Zoals voor alles in het onderwijs geldt, geldt ook hier dat de mate waarin en de manier waarop dit aanbod voor jongens ingezet wordt, afhankelijk is van de context en de situatie. Dit is de kern van goed onderwijs: onderwijs is niet alleen de wetenschap van het onderwijs, maar ook de kunst van het weten wanneer je wat hoe inzet.  Dat is de essentiële rol van de onderwijsprofessional. De leerkracht dus.

 

Met plezier naar school

Alle kinderen verdienen het om met plezier naar school te gaan. Ook jongens. Als we als onderwijsprofessionals de jongenscode goed leren verstaan, begrijpen we beter wat zij nodig hebben en wat goed onderwijs aan jongens inhoudt. De stap van onbewust onbekwaam naar bewust onbekwaam is daarbij het belangrijkst.

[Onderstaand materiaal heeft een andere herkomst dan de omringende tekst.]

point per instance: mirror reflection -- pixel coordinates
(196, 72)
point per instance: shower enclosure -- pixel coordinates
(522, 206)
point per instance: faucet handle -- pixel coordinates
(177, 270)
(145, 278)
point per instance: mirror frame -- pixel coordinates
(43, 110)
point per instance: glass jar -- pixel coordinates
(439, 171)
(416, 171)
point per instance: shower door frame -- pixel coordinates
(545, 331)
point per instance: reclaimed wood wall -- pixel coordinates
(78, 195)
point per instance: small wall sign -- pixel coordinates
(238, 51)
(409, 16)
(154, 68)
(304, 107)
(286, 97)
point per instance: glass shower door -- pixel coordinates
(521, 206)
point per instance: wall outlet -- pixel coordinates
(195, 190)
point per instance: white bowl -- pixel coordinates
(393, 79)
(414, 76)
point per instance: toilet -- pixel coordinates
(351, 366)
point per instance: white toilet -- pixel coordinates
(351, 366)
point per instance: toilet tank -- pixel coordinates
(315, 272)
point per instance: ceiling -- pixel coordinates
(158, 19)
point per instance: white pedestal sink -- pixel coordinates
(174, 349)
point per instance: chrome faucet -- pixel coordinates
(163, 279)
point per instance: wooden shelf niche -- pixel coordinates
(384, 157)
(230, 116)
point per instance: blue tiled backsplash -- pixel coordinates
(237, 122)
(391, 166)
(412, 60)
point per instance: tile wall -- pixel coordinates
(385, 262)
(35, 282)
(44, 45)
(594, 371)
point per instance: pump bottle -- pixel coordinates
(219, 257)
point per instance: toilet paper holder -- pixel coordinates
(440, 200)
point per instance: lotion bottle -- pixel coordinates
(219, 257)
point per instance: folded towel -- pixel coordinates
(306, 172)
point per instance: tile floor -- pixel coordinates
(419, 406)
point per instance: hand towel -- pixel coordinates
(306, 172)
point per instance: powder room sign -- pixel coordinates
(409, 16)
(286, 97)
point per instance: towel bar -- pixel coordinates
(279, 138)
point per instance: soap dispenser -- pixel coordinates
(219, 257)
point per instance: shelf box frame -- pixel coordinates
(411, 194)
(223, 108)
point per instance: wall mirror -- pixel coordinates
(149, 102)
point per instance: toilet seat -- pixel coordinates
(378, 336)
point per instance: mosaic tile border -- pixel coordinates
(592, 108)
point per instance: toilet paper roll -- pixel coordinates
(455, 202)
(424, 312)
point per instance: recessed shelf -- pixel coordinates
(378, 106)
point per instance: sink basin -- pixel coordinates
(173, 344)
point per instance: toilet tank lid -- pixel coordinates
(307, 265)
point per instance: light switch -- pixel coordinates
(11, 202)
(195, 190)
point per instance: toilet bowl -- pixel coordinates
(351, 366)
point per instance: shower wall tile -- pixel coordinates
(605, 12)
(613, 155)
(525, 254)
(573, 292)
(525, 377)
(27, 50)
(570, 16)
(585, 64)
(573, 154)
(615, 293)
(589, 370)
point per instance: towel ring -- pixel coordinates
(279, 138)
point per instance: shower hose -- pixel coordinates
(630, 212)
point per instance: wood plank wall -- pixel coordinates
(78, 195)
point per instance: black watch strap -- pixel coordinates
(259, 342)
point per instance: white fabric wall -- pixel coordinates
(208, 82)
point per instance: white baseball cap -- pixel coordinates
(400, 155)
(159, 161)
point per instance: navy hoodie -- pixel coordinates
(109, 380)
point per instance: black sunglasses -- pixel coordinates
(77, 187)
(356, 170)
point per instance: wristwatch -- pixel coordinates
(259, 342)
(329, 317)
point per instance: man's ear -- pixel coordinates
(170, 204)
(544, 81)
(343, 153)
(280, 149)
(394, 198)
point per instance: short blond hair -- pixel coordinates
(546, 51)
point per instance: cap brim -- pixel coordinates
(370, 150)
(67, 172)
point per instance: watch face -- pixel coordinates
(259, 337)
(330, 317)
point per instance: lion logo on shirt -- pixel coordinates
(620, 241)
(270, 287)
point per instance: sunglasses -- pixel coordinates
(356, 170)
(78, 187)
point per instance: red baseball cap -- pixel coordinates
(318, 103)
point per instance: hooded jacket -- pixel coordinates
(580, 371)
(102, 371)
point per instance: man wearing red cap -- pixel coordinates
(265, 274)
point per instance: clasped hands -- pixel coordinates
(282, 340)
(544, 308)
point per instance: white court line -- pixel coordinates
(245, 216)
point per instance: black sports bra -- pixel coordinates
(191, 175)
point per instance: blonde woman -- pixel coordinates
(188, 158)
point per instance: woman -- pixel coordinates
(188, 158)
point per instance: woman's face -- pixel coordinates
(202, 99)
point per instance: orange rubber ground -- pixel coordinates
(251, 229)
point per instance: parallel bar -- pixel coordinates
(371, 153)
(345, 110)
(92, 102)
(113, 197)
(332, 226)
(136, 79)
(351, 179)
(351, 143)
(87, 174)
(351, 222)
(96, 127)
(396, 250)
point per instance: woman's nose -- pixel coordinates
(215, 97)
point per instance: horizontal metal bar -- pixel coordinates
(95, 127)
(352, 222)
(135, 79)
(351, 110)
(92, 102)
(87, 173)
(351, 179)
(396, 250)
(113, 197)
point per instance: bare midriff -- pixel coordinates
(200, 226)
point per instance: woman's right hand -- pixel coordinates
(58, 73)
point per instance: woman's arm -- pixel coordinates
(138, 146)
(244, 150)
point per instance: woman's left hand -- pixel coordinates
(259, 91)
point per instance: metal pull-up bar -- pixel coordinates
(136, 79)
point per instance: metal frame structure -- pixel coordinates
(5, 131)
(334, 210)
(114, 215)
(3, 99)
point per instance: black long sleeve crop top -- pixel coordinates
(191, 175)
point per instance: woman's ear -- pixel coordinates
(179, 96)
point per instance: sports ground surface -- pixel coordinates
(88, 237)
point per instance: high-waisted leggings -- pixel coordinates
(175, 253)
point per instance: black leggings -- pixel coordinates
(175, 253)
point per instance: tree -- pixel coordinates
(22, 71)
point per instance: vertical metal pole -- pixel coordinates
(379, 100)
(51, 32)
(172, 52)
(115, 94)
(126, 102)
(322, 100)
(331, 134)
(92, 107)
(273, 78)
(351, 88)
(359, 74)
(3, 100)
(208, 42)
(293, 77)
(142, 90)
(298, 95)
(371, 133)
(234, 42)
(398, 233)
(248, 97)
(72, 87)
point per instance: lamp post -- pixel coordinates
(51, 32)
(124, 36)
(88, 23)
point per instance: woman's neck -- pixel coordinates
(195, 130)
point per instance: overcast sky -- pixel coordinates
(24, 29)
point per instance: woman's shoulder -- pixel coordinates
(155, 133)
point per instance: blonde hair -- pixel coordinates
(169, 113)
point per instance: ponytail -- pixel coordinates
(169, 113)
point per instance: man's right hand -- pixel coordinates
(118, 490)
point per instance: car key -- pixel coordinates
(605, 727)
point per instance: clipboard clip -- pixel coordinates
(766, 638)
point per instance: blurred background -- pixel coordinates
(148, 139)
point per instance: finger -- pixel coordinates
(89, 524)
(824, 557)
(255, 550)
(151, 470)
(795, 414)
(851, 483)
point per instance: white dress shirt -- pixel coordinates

Het moeilijkst is echter de stap van bewust onbekwaam naar bewust bekwaam. Dan moet je als onderwijsprofessional je eigen gedrag aanpassen. Het is goed om zowel mannelijke als vrouwelijke strategieën te leren hanteren. .  

 

Laten we het onderwijs voor jongens weer interessant en uitdagend maken. Laten we de jongenscode weer begrijpen en weer goed les gaan geven aan jongens!